È il 27 gennaio del 2018, interloquiscono due indagati, uno è Domenico Macrì, per tutti “Mommo”: è uno degli emergenti, a Vibo Valentia, ex mantelliano, spavaldo e dal grilletto facile, un tipo pericoloso deciso a scalare le gerarchie del crimine.
L’altro è Rosario Pardea, che era già stato implicato in una vecchia indagine su un traffico di beni archeologici, dalla quale è uscito indenne. Entrambi fanno parte del clan dei Ranisi. I carabinieri del Nucleo investigativo di Vibo Valentia ascoltano e il maggiore Valerio Palmieri inserisce questa conversazione nell’informativa che completa l’indagine “Rinascita Scott”, depositata contestualmente alla chiusura della maxi inchiesta.
Pardea spiega cose che neppure in “Purgatorio” - il processo in cui era imputato e da cui è uscito per l’intervenuta prescrizione dei reati contestati - sono emerse. Spiega che lui nel ventre di Vibo Valentia ha scavato per «ben sette anni». Hanno recuperato delle mappe ed hanno iniziato a scavare da un appartamento, «riuscendo – sintetizza il maggiore Palmieri – a oltrepassare il garage sottostante e a scendere sotto il livello della strada, per poi realizzare una galleria lunga oltre settanta metri». Pardea – ascoltato dai carabinieri – ammette di averla scampata bella quanto scattò il blitz del Nucleo di tutela del patrimonio archeologico perché s’era preso «tre giorni di ferie» e quel giorno non era sceso nel tunnel.
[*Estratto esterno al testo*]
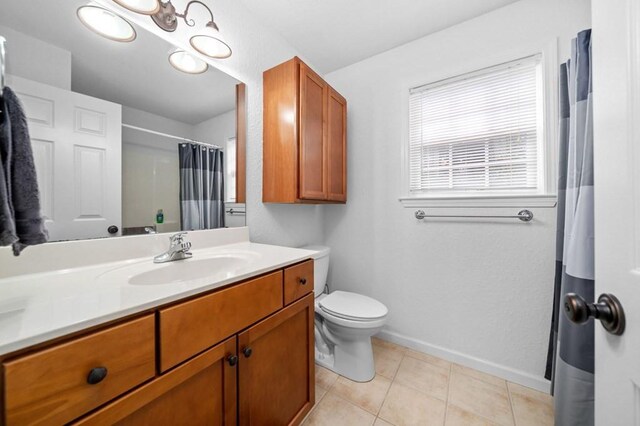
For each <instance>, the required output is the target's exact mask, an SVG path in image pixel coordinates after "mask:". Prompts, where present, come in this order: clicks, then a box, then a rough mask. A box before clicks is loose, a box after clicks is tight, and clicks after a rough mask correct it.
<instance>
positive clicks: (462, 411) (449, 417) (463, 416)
mask: <svg viewBox="0 0 640 426" xmlns="http://www.w3.org/2000/svg"><path fill="white" fill-rule="evenodd" d="M444 424H445V426H494V425H496V423H493V422H490V421H489V420H487V419H485V418H484V417H480V416H478V415H476V414H473V413H472V412H470V411H465V410H463V409H462V408H459V407H456V406H455V405H451V404H449V405H448V406H447V419H446V421H445V423H444Z"/></svg>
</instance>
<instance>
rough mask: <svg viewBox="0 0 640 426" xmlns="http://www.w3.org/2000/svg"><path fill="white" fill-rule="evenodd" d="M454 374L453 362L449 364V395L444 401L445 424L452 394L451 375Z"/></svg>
mask: <svg viewBox="0 0 640 426" xmlns="http://www.w3.org/2000/svg"><path fill="white" fill-rule="evenodd" d="M452 375H453V363H451V364H450V365H449V380H447V397H446V399H445V401H444V422H443V423H442V424H443V425H446V424H447V415H448V414H449V396H450V395H451V377H452Z"/></svg>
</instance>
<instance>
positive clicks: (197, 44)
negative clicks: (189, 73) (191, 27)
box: [114, 0, 232, 59]
mask: <svg viewBox="0 0 640 426" xmlns="http://www.w3.org/2000/svg"><path fill="white" fill-rule="evenodd" d="M114 1H116V2H118V0H114ZM120 1H122V0H120ZM128 1H132V0H128ZM196 3H197V4H199V5H201V6H202V7H204V8H205V9H206V10H207V12H209V16H210V17H211V19H210V20H209V22H207V23H206V25H205V28H204V31H205V32H204V33H201V34H196V35H194V36H192V37H191V39H190V40H189V43H190V44H191V46H192V47H193V48H194V49H195V50H196V51H198V52H199V53H201V54H203V55H205V56H208V57H210V58H214V59H225V58H228V57H229V56H231V53H232V52H231V48H230V47H229V45H228V44H227V43H225V42H224V40H223V39H222V37H221V36H220V29H219V28H218V25H217V24H216V22H215V20H214V19H213V12H212V11H211V9H209V7H207V5H206V4H204V3H203V2H201V1H199V0H192V1H190V2H189V3H187V7H186V8H185V10H184V12H183V13H178V12H176V8H175V7H174V6H173V4H172V3H171V0H169V1H167V2H160V10H159V11H158V12H157V13H155V14H152V15H151V19H153V22H155V23H156V25H157V26H159V27H160V28H162V29H163V30H165V31H168V32H173V31H175V30H176V28H178V18H182V19H183V20H184V22H185V24H187V26H189V27H195V25H196V23H195V21H194V20H193V19H191V18H189V9H190V7H191V6H192V5H193V4H196Z"/></svg>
E spiega pure cose che finora forse la Direzione distrettuale antimafia di Catanzaro non sa. Per esempio che una vecchia casetta, «trascurata» nel giorno di un sopralluogo dei carabinieri in una campagna, nasconderebbe prove importanti dei loro scavi. Per esempio che i carabinieri erano arrivati a percorrere solo i primi venti metri della galleria, ovvero poco meno di un terzo della lunghezza del tunnel scavato: «Ci sono – dice Pardea a Macrì – sessantacinque metri di galleria a un metro e cinquanta, così… Non sono potuti arrivare fino a lì sotto, sono arrivati fin dove c’era la pompa… Basta, dopo la pompa ci sono altri trenta metri di galleria dall’entrata alla pompa».
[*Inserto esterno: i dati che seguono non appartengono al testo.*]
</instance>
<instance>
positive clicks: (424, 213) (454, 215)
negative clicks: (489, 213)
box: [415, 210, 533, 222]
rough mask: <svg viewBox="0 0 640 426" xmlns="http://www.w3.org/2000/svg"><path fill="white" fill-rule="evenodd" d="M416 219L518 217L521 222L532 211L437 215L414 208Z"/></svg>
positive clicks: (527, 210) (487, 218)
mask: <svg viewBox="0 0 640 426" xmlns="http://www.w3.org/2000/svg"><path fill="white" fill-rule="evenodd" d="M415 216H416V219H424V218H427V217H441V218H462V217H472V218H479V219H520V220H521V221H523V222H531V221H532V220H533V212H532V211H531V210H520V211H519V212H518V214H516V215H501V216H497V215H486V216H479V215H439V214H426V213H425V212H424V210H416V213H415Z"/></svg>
Si parla di mappe, di opere di ingegneria, di conoscenze storiche. Non siamo davanti a piccoli tombaroli, è qualcosa di decisamente più elevato. Che consentirebbe di fare un sacco di soldi: «La mattina ci dovevamo alzare alle cinque, mi ero alzato alle cinque bello tranquillo, ho detto adesso mi faccio tre giorni di ferie bello…Poi mi faccio un Natale che nonfinisce mai, le bottiglie di champagne le spacco al muro, lo sai quanto veniva un coccio cosi?! Ah, che saitu! Settantamila-ottantamila euro, lo sai quanto costava a centimetro? Quattromilacinquecento euro a centimetro!». L’ultima volta è andata male però: «È andata male che è andata male… Altrimenti ero miliardario io».
Mommo Macrì si dimostra interessato così non più solo alle armi, ma anche agli affari che si possono fare con il traffico degli antichi tesori: «Ma cosa c’è lì sotto si sa? Quello che c’è?». Pardea: «Ci sono tutte le statue di bronzo. C’è una statua che vale dieci milioni di euro… Ah, ah…».